A strong immune system offers the best protection against frequent reactivations. You should therefore ensure a healthy, balanced diet, sufficient sleep and regular exercise. You should also avoid stress if possible. Particularly in the cold season, the right lip care can prevent many a reactivation, because brittle, roughened lips facilitate an infection. In summer, you should protect your lips from UV damage with sufficient sun protection factor.

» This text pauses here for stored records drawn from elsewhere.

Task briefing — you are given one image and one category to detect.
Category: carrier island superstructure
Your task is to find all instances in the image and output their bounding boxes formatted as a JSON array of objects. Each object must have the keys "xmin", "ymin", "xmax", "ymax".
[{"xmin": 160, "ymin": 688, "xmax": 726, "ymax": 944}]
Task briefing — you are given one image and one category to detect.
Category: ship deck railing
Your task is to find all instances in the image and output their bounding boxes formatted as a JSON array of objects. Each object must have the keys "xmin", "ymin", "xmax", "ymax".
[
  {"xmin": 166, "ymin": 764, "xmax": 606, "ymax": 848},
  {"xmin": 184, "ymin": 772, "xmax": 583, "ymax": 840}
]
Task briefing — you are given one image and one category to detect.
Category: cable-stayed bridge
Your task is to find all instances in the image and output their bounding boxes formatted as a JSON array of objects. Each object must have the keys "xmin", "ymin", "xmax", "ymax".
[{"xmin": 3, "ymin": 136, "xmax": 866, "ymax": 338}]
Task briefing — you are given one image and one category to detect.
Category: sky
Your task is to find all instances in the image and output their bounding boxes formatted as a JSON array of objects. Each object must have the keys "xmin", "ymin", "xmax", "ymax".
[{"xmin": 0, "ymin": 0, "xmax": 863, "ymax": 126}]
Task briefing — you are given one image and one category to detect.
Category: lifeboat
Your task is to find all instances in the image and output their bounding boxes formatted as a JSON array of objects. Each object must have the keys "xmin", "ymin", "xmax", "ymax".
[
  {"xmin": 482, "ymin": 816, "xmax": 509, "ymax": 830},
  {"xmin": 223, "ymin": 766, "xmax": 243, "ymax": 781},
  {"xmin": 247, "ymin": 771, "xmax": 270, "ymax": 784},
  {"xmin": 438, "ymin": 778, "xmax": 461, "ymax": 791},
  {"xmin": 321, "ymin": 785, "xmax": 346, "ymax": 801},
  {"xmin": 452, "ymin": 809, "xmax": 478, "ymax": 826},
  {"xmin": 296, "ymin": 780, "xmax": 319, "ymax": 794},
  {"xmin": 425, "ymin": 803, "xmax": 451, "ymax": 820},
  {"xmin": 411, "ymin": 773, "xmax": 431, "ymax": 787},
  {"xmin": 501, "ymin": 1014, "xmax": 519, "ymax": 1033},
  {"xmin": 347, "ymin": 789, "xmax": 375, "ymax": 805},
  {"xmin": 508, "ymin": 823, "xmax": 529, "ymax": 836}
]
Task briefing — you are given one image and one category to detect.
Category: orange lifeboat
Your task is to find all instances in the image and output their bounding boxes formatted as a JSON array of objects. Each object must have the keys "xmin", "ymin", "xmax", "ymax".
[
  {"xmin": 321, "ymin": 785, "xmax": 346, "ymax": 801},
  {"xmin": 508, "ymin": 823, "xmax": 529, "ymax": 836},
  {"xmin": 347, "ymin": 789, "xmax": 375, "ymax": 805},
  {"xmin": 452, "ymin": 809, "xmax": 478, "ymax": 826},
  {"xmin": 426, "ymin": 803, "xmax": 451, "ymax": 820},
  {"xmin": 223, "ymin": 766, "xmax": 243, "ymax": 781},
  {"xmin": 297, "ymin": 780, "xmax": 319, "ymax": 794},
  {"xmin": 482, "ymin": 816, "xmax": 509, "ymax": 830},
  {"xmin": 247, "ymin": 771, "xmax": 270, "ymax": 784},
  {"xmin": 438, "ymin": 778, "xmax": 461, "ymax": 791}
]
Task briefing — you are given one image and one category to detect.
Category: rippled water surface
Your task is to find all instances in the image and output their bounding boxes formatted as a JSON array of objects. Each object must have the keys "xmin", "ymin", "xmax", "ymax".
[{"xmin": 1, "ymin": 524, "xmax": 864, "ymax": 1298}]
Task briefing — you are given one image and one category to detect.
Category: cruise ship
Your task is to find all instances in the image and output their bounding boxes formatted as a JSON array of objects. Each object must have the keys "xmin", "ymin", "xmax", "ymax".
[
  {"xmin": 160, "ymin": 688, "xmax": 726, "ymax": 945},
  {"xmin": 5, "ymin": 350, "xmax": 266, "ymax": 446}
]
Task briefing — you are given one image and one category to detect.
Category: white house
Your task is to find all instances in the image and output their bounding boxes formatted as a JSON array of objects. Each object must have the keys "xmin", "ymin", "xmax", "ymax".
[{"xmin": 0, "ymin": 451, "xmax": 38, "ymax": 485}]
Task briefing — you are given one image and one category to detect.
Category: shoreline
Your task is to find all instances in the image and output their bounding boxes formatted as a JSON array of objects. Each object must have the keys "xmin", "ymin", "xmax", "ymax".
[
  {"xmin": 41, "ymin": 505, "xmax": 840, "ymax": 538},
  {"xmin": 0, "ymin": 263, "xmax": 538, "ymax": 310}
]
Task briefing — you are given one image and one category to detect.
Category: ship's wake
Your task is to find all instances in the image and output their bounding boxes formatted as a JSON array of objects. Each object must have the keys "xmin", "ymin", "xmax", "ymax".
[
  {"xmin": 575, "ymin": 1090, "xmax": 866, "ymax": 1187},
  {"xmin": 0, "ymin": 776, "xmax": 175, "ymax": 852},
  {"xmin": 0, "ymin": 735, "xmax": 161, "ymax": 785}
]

Is there a herpes vaccine?
An effective, regularly used vaccination against herpes does not yet exist, although some vaccines are currently being tested in clinical trials. Since the Herpes simplex virus of type 1 is only slightly different from type 2, a working vaccine would automatically be effective against both types. Herpes can hardly be prevented, but some measures can be taken.
What should you avoid if you have active herpes?
Anyone who is currently suffering from herpes should pay attention to a few things in order not to delay the course of the disease and not to spread the viruses unnecessarily.
- Avoid any contact with the infected area if possible.
- Wash your hands thoroughly after touching an infected area.
- If you wear contact lenses, wear glasses during a herpes outbreak. This prevents the virus from getting into the eye via smear infection.
- Do not share glasses, napkins, towels, cutlery, etc. with other people in case of HSV1 infection.
- If you want to cover herpes, do not use make-up, but a herpes patch. Otherwise, the viruses get into the make-up utensils and can be spread further.
- Avoid direct skin contact, especially kissing, with other people.
- Do not scratch open the blisters or remove the crust of herpes.